Die Rolle des Standorts

Ein Faktor, der ebenso die Zugänglichkeit kultureller Angebote beeinflusst, ist der Standort: Die bekannten Theaterhäuser befinden sich innerhalb des Gürtels. Doch der Großteil der Wiener Bevölkerung wohnt dort nicht, sondern in Favoriten, Simmering, Floridsdorf, Donaustadt und Liesing. Allein dort leben 43 Prozent der Wiener.

Theater genau dorthin zu bringen, dieses Projekt verfolgt das Volkstheater schon seit Jahrzehnten. Nun gibt es seit November 2024 ein neues Theaterprojekt, das die Kultur nach außen und zu den Kindern bringen will. „Wo du aufwächst, ist deine Kultur zuhause“ lautet das Motto der Jungen Theater Wien, die in den fünf bevölkerungsreichsten Bezirken angesiedelt sind.

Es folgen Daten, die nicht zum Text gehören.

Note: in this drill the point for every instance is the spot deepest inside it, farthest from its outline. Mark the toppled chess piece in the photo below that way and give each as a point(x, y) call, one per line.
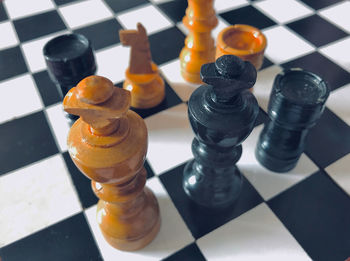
point(108, 143)
point(142, 78)
point(199, 47)
point(222, 114)
point(297, 101)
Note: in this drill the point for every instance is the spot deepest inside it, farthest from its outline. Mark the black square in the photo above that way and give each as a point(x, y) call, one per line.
point(3, 15)
point(317, 30)
point(171, 99)
point(166, 45)
point(10, 66)
point(318, 4)
point(32, 27)
point(266, 63)
point(121, 5)
point(47, 89)
point(62, 2)
point(102, 34)
point(248, 15)
point(190, 252)
point(328, 140)
point(317, 63)
point(81, 183)
point(70, 239)
point(317, 213)
point(174, 9)
point(24, 141)
point(201, 220)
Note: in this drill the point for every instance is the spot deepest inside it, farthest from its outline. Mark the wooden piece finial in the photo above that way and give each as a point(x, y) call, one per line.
point(140, 55)
point(142, 78)
point(199, 47)
point(108, 143)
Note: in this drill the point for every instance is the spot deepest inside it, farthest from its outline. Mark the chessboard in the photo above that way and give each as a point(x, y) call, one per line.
point(47, 207)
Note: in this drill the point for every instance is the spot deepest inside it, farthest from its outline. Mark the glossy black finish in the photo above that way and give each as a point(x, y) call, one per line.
point(222, 115)
point(69, 59)
point(296, 102)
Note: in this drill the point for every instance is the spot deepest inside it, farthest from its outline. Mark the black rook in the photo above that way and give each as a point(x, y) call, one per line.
point(222, 114)
point(296, 102)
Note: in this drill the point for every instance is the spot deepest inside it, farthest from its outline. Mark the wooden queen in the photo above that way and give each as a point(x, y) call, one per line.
point(108, 143)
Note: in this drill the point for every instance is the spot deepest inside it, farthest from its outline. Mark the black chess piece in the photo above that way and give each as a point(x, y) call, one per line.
point(222, 114)
point(69, 59)
point(297, 101)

Der künstlerische Direktor, Stephan Rabl, sagt, seit Jahren sei die Stadt zwar zahlenmäßig gewachsen, mit ihr aber nicht unbedingt das kulturelle Angebot. Daran setzt beispielsweise auch die aktuelle Kulturstrategie der Stadt Wien an.

Erklärung

Kunst in die Lebensräume bringen

Das Leben spielt sich für Kinder in der nächsten Umgebung ab, sagt Rabl. Wenn sie in ihrem Lebensraum kein kulturelles Angebot wahrnehmen, „ist es nicht vorhanden. Deswegen geht es darum, Kunst und Kultur in ihren Lebensraum zu bringen und Zugang zu schaffen. Und dann natürlich auch darum, dass es Normalität wird. Dann ist es so, wie ich esse, gehe ich halt ins Theater“.

Erreichbarkeit erhöhen

Die Bezirke, die die Jungen Theater bespielen, vibrieren vor sprachlicher, kultureller und sozialer Vielfalt. Das beeinflusst wiederum, welche Themen für die Menschen relevant und interessant sind. Wie erreicht man nun diese Vielzahl so gut wie möglich? „Banal runtergebrochen, heißt es für mich so nah wie möglich bei den Menschen sein. So viel wie möglich auf Augenhöhe“, sagt Rabl.

Aktuell befinden sie sich noch in der Aufbau- und Testphase. Und dafür sind Kinder ein geeignetes Publikum. Segelbacher sagt: „Es ist eigentlich nichts tödlicher, als kein ehrliches Feedback zu bekommen. Kinder geben uns ehrliche Rückmeldungen – ob es für sie interessant ist oder langweilig und sie sich mit einem Thema beschäftigen möchten.“

Also, beim nächsten Theaterbesuch einfach rausrufen, wenn es zu langatmig ist – die Theaterproduktion profitiert ja schließlich davon.